Daily arXiv Digest — 2026-03-18 (ML + Optimization)

Auto-generated from arXiv metadata + an LLM reading only titles/abstracts. Equations are interpretive; always verify with the PDF.

1) Preconditioned Proximal Gradient Methods with Conjugate Momentum: A Subspace Perspective

Authors: Jian Chen, Xinmin Yang
arXiv: 2603.16573 · pdf
Categories: math.OC

Abstract

In this paper, we propose a descent method for composite optimization problems with linear operators. Specifically, we first design a structure-exploiting preconditioner tailored to the linear operator so that the resulting preconditioned proximal subproblem admits a closed-form solution through its dual formulation. However, such a structure-driven preconditioner may be poorly aligned with the local curvature of the smooth component, which can lead to slow practical convergence. To address this issue, we develop a subspace proximal Newton framework that incorporates curvature information within a low-dimensional subspace. At each iteration, the search direction is obtained by minimizing a proximal Newton model restricted to a two-dimensional subspace spanned by the current preconditioned proximal gradient direction and a momentum direction derived from the previous iterate.
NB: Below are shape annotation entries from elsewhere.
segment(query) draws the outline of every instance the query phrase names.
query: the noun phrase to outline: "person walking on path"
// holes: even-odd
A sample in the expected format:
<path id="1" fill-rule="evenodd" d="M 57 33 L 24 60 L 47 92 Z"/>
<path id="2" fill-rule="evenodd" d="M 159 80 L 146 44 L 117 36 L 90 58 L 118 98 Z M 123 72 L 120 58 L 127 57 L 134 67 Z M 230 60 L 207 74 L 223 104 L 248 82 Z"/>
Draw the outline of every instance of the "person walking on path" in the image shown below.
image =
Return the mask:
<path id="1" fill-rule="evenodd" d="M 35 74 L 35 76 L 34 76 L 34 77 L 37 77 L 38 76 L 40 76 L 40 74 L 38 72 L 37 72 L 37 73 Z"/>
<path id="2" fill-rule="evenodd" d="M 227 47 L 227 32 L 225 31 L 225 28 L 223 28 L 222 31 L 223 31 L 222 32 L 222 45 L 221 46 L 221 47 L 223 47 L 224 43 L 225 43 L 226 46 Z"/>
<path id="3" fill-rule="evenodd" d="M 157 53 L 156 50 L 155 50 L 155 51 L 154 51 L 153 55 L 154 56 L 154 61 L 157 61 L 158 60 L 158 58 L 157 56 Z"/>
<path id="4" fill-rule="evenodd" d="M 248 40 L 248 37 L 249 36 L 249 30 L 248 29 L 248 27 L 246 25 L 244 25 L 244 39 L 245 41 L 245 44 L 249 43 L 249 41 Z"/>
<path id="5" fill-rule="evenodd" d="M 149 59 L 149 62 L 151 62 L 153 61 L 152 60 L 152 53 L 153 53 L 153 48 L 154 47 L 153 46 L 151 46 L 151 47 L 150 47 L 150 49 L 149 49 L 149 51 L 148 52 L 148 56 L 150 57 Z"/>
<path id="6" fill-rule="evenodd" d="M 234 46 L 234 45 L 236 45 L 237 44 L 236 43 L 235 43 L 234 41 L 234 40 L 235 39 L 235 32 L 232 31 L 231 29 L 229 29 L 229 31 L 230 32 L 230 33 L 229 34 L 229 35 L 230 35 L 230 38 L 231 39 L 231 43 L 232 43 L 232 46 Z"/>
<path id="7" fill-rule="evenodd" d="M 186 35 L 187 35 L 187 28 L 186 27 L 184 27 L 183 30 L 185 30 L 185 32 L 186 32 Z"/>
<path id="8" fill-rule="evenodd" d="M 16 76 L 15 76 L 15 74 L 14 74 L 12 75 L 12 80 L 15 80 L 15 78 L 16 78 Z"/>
By orthogonalizing the subspace basis with respect to the local Hessian-induced metric, the resulting two-dimensional nonsmooth subproblem can be efficiently approximated by solving two one-dimensional optimization problems. This orthogonalization plays a crucial role: it allows a single pass of alternating one-dimensional updates to provide a good approximation to the original coupled two-dimensional subproblem while keeping the per-iteration computational cost low. We establish global convergence of the proposed method and prove a $Q$-linear convergence rate under strong convexity. Comparative numerical experiments demonstrate the effectiveness of the proposed algorithm, particularly on high-dimensional and ill-conditioned problems.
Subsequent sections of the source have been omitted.